# **Web Scraping Task 3: Using cURL to Extract Horse Race Data**

### **Background** ###
This notebook provides a step by step guide to scraping data using cURL commands to access and fetch data directly from the websites API. 
<br>

 In this example, we'll demonstrate how to scrape tomorrow's AU/NZ gallops horse race data from www.swiftbet.com.au
<br> 

### **cURL Commands** ###

In a previous task I achieved a similar result by using selenium and bs4 in order to navigate, scrape and parse data fron the website directly. This involved programming a selenium bot to navigate through a website and wait for JavaScript elements to render.
<br>

To improve upon this, I used a cURL command to access data directly from the websites API in JSON format. I found this to be far more faster and efficient than automating a bot and scraping the html, which also used far fewer lines of code. It also allowed me to extract data without needing to run a browser environment through selenium, which uses less resources. Overall it is a far more robust method of extracting data. 
<br>

It's worth noting though as cURL is purely a HTTP client it does not execute JavaScript and consequently it cannot render or interact with dynamically generated content. Some websites load additional content via AJAX calls or JavaScript frameworks (React, Angular or Vue), this content cannot be accessed with cURL requests. However you may be able to load this content if you find the API endpoints that JavaScript calls.
<br>

In order to find the API endpoint using a cURL command you can... 
<br>

1) Access the the webpage you want to scrape and wait for the webpage to completely load the content you want to scrape.

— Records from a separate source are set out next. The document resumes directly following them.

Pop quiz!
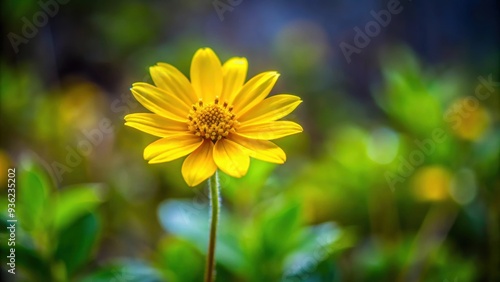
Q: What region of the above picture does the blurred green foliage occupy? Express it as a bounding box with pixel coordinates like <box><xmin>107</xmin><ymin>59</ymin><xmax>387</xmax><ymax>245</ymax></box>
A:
<box><xmin>0</xmin><ymin>1</ymin><xmax>500</xmax><ymax>282</ymax></box>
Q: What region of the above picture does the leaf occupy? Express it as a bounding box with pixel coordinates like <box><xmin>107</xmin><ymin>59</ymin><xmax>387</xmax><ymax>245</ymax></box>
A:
<box><xmin>55</xmin><ymin>213</ymin><xmax>101</xmax><ymax>276</ymax></box>
<box><xmin>53</xmin><ymin>184</ymin><xmax>103</xmax><ymax>230</ymax></box>
<box><xmin>158</xmin><ymin>200</ymin><xmax>249</xmax><ymax>273</ymax></box>
<box><xmin>15</xmin><ymin>159</ymin><xmax>52</xmax><ymax>231</ymax></box>
<box><xmin>159</xmin><ymin>237</ymin><xmax>205</xmax><ymax>282</ymax></box>
<box><xmin>261</xmin><ymin>198</ymin><xmax>301</xmax><ymax>256</ymax></box>
<box><xmin>81</xmin><ymin>260</ymin><xmax>165</xmax><ymax>282</ymax></box>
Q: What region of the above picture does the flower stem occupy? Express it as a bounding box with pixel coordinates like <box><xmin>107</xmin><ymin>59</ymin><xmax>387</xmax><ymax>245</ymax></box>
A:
<box><xmin>205</xmin><ymin>171</ymin><xmax>220</xmax><ymax>282</ymax></box>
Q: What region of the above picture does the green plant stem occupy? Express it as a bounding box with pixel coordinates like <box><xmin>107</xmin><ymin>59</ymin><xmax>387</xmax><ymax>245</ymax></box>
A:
<box><xmin>205</xmin><ymin>171</ymin><xmax>220</xmax><ymax>282</ymax></box>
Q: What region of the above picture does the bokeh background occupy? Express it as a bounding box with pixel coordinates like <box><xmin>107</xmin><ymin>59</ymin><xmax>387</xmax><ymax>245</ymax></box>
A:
<box><xmin>0</xmin><ymin>0</ymin><xmax>500</xmax><ymax>282</ymax></box>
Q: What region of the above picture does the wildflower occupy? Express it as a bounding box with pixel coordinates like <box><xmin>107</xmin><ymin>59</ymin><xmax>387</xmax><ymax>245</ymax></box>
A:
<box><xmin>125</xmin><ymin>48</ymin><xmax>302</xmax><ymax>186</ymax></box>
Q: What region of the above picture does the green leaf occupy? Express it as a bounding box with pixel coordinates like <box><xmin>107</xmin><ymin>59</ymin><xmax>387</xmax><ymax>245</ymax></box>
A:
<box><xmin>55</xmin><ymin>213</ymin><xmax>101</xmax><ymax>277</ymax></box>
<box><xmin>261</xmin><ymin>201</ymin><xmax>301</xmax><ymax>256</ymax></box>
<box><xmin>80</xmin><ymin>260</ymin><xmax>162</xmax><ymax>282</ymax></box>
<box><xmin>16</xmin><ymin>160</ymin><xmax>52</xmax><ymax>231</ymax></box>
<box><xmin>159</xmin><ymin>238</ymin><xmax>205</xmax><ymax>282</ymax></box>
<box><xmin>53</xmin><ymin>184</ymin><xmax>104</xmax><ymax>230</ymax></box>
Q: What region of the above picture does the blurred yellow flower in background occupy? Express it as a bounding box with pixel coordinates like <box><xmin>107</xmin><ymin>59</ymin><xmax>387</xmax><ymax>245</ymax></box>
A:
<box><xmin>125</xmin><ymin>48</ymin><xmax>302</xmax><ymax>186</ymax></box>
<box><xmin>411</xmin><ymin>165</ymin><xmax>452</xmax><ymax>202</ymax></box>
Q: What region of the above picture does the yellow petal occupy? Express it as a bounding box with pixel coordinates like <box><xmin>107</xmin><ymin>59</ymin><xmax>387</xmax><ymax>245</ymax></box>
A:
<box><xmin>144</xmin><ymin>133</ymin><xmax>203</xmax><ymax>164</ymax></box>
<box><xmin>237</xmin><ymin>121</ymin><xmax>303</xmax><ymax>140</ymax></box>
<box><xmin>132</xmin><ymin>82</ymin><xmax>189</xmax><ymax>121</ymax></box>
<box><xmin>230</xmin><ymin>134</ymin><xmax>286</xmax><ymax>164</ymax></box>
<box><xmin>182</xmin><ymin>140</ymin><xmax>217</xmax><ymax>187</ymax></box>
<box><xmin>238</xmin><ymin>94</ymin><xmax>302</xmax><ymax>125</ymax></box>
<box><xmin>191</xmin><ymin>48</ymin><xmax>222</xmax><ymax>102</ymax></box>
<box><xmin>220</xmin><ymin>58</ymin><xmax>248</xmax><ymax>102</ymax></box>
<box><xmin>229</xmin><ymin>71</ymin><xmax>279</xmax><ymax>118</ymax></box>
<box><xmin>214</xmin><ymin>139</ymin><xmax>250</xmax><ymax>177</ymax></box>
<box><xmin>125</xmin><ymin>113</ymin><xmax>188</xmax><ymax>137</ymax></box>
<box><xmin>149</xmin><ymin>63</ymin><xmax>198</xmax><ymax>107</ymax></box>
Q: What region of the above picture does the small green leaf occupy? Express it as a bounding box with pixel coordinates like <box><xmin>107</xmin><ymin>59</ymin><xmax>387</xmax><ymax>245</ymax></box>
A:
<box><xmin>53</xmin><ymin>184</ymin><xmax>103</xmax><ymax>230</ymax></box>
<box><xmin>55</xmin><ymin>213</ymin><xmax>101</xmax><ymax>276</ymax></box>
<box><xmin>15</xmin><ymin>160</ymin><xmax>52</xmax><ymax>231</ymax></box>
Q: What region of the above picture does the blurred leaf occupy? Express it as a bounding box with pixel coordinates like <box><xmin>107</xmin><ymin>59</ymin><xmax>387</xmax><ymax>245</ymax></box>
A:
<box><xmin>156</xmin><ymin>238</ymin><xmax>205</xmax><ymax>282</ymax></box>
<box><xmin>81</xmin><ymin>260</ymin><xmax>165</xmax><ymax>282</ymax></box>
<box><xmin>158</xmin><ymin>200</ymin><xmax>248</xmax><ymax>273</ymax></box>
<box><xmin>16</xmin><ymin>160</ymin><xmax>53</xmax><ymax>231</ymax></box>
<box><xmin>0</xmin><ymin>234</ymin><xmax>51</xmax><ymax>281</ymax></box>
<box><xmin>261</xmin><ymin>198</ymin><xmax>301</xmax><ymax>255</ymax></box>
<box><xmin>284</xmin><ymin>222</ymin><xmax>356</xmax><ymax>278</ymax></box>
<box><xmin>55</xmin><ymin>213</ymin><xmax>101</xmax><ymax>276</ymax></box>
<box><xmin>53</xmin><ymin>184</ymin><xmax>103</xmax><ymax>230</ymax></box>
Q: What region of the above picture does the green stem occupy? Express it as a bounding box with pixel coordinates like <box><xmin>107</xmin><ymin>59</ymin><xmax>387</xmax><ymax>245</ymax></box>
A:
<box><xmin>205</xmin><ymin>171</ymin><xmax>220</xmax><ymax>282</ymax></box>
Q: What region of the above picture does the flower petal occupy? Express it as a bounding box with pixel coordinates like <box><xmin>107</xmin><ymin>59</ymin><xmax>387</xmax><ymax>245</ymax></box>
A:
<box><xmin>125</xmin><ymin>113</ymin><xmax>188</xmax><ymax>137</ymax></box>
<box><xmin>131</xmin><ymin>82</ymin><xmax>189</xmax><ymax>121</ymax></box>
<box><xmin>149</xmin><ymin>63</ymin><xmax>198</xmax><ymax>107</ymax></box>
<box><xmin>191</xmin><ymin>48</ymin><xmax>222</xmax><ymax>102</ymax></box>
<box><xmin>238</xmin><ymin>94</ymin><xmax>302</xmax><ymax>125</ymax></box>
<box><xmin>220</xmin><ymin>57</ymin><xmax>248</xmax><ymax>102</ymax></box>
<box><xmin>182</xmin><ymin>139</ymin><xmax>217</xmax><ymax>187</ymax></box>
<box><xmin>230</xmin><ymin>134</ymin><xmax>286</xmax><ymax>164</ymax></box>
<box><xmin>236</xmin><ymin>121</ymin><xmax>303</xmax><ymax>140</ymax></box>
<box><xmin>144</xmin><ymin>133</ymin><xmax>203</xmax><ymax>164</ymax></box>
<box><xmin>214</xmin><ymin>139</ymin><xmax>250</xmax><ymax>177</ymax></box>
<box><xmin>229</xmin><ymin>71</ymin><xmax>279</xmax><ymax>118</ymax></box>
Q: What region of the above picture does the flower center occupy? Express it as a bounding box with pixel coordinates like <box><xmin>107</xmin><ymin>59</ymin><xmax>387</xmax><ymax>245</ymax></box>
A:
<box><xmin>188</xmin><ymin>97</ymin><xmax>239</xmax><ymax>142</ymax></box>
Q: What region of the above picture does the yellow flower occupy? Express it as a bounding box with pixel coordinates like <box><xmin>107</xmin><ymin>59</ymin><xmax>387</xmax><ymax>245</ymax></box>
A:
<box><xmin>125</xmin><ymin>48</ymin><xmax>302</xmax><ymax>186</ymax></box>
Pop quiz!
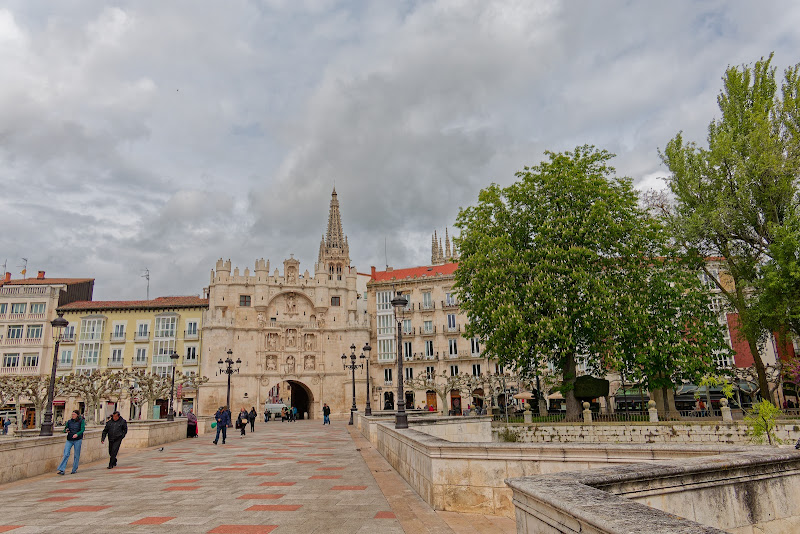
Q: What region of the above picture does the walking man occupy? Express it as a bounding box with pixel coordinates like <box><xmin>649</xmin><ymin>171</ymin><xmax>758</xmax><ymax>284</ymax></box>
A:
<box><xmin>100</xmin><ymin>411</ymin><xmax>128</xmax><ymax>469</ymax></box>
<box><xmin>214</xmin><ymin>406</ymin><xmax>231</xmax><ymax>445</ymax></box>
<box><xmin>58</xmin><ymin>410</ymin><xmax>86</xmax><ymax>475</ymax></box>
<box><xmin>322</xmin><ymin>402</ymin><xmax>331</xmax><ymax>425</ymax></box>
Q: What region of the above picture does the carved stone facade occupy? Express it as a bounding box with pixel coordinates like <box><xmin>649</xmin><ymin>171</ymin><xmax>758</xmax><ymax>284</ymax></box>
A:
<box><xmin>199</xmin><ymin>190</ymin><xmax>370</xmax><ymax>419</ymax></box>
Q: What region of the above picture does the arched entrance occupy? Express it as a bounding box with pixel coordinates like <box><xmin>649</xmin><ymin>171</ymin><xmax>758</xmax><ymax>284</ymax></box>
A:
<box><xmin>284</xmin><ymin>380</ymin><xmax>314</xmax><ymax>419</ymax></box>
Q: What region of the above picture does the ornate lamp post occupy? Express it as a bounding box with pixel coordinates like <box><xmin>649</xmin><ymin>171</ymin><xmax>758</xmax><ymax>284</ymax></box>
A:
<box><xmin>39</xmin><ymin>312</ymin><xmax>69</xmax><ymax>436</ymax></box>
<box><xmin>217</xmin><ymin>349</ymin><xmax>242</xmax><ymax>410</ymax></box>
<box><xmin>361</xmin><ymin>343</ymin><xmax>372</xmax><ymax>415</ymax></box>
<box><xmin>167</xmin><ymin>350</ymin><xmax>180</xmax><ymax>421</ymax></box>
<box><xmin>391</xmin><ymin>291</ymin><xmax>408</xmax><ymax>428</ymax></box>
<box><xmin>342</xmin><ymin>343</ymin><xmax>364</xmax><ymax>425</ymax></box>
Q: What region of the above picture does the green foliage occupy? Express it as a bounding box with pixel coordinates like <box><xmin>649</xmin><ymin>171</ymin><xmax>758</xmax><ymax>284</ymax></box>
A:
<box><xmin>744</xmin><ymin>400</ymin><xmax>783</xmax><ymax>445</ymax></box>
<box><xmin>662</xmin><ymin>56</ymin><xmax>800</xmax><ymax>402</ymax></box>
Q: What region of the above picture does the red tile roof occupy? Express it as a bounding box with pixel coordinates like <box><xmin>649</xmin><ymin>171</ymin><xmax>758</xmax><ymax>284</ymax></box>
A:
<box><xmin>0</xmin><ymin>278</ymin><xmax>94</xmax><ymax>286</ymax></box>
<box><xmin>372</xmin><ymin>263</ymin><xmax>458</xmax><ymax>282</ymax></box>
<box><xmin>58</xmin><ymin>296</ymin><xmax>208</xmax><ymax>311</ymax></box>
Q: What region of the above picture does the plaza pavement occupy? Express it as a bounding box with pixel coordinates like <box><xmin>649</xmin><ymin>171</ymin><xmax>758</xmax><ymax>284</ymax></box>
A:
<box><xmin>0</xmin><ymin>421</ymin><xmax>515</xmax><ymax>534</ymax></box>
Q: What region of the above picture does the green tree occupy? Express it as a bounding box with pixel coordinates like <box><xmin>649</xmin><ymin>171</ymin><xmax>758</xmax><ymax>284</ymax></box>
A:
<box><xmin>662</xmin><ymin>55</ymin><xmax>800</xmax><ymax>406</ymax></box>
<box><xmin>455</xmin><ymin>146</ymin><xmax>642</xmax><ymax>419</ymax></box>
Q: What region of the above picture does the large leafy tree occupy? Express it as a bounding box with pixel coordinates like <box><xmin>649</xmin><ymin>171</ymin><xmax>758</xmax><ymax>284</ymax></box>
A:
<box><xmin>662</xmin><ymin>56</ymin><xmax>800</xmax><ymax>402</ymax></box>
<box><xmin>455</xmin><ymin>146</ymin><xmax>643</xmax><ymax>418</ymax></box>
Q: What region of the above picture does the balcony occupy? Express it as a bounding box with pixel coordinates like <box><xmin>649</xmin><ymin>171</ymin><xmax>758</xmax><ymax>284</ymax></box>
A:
<box><xmin>0</xmin><ymin>365</ymin><xmax>39</xmax><ymax>375</ymax></box>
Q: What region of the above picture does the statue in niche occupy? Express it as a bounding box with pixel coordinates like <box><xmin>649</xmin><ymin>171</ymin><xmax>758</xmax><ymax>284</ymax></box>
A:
<box><xmin>286</xmin><ymin>328</ymin><xmax>294</xmax><ymax>347</ymax></box>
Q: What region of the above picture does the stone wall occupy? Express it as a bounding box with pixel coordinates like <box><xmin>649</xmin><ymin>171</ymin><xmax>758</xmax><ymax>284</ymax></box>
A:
<box><xmin>507</xmin><ymin>448</ymin><xmax>800</xmax><ymax>534</ymax></box>
<box><xmin>492</xmin><ymin>421</ymin><xmax>800</xmax><ymax>445</ymax></box>
<box><xmin>0</xmin><ymin>418</ymin><xmax>202</xmax><ymax>484</ymax></box>
<box><xmin>360</xmin><ymin>417</ymin><xmax>752</xmax><ymax>517</ymax></box>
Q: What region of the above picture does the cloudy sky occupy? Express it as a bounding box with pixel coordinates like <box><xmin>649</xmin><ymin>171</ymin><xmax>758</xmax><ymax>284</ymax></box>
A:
<box><xmin>0</xmin><ymin>0</ymin><xmax>800</xmax><ymax>300</ymax></box>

2) Use the developer tools on your browser in order to identify the desired element. 

3) Navigate to the 'Network' tab and find the name of the connection you are looking for which contains the data in that element.

4) Right click 'copy as cURL.

5) Use a cURL coder converter to obtain the script.

6) Import script into vscode.
<br>

### **Step by Step Guide** ###
The steps outlined below will guide you through the entire process : 
<br>

1) **Import Libraries :** Import the relevant libraries. Some may require pip installs.

2) **Find Todays Date :** Retrieve and format tomorrows date. 

3) **Use cURL Command :** Use the cURL command to retrieve a JSON response.

4) **Extract JSON data containing Race Data :** Extract race data from the JSON response.

5) **Parse Through Data for Race Data :** Parse through the race data to extract the relevant horse race data for tomorrow.

6) **Get Ready to Construct DataFrame :** Check all lists are the same length and construct our pandas DataFrame.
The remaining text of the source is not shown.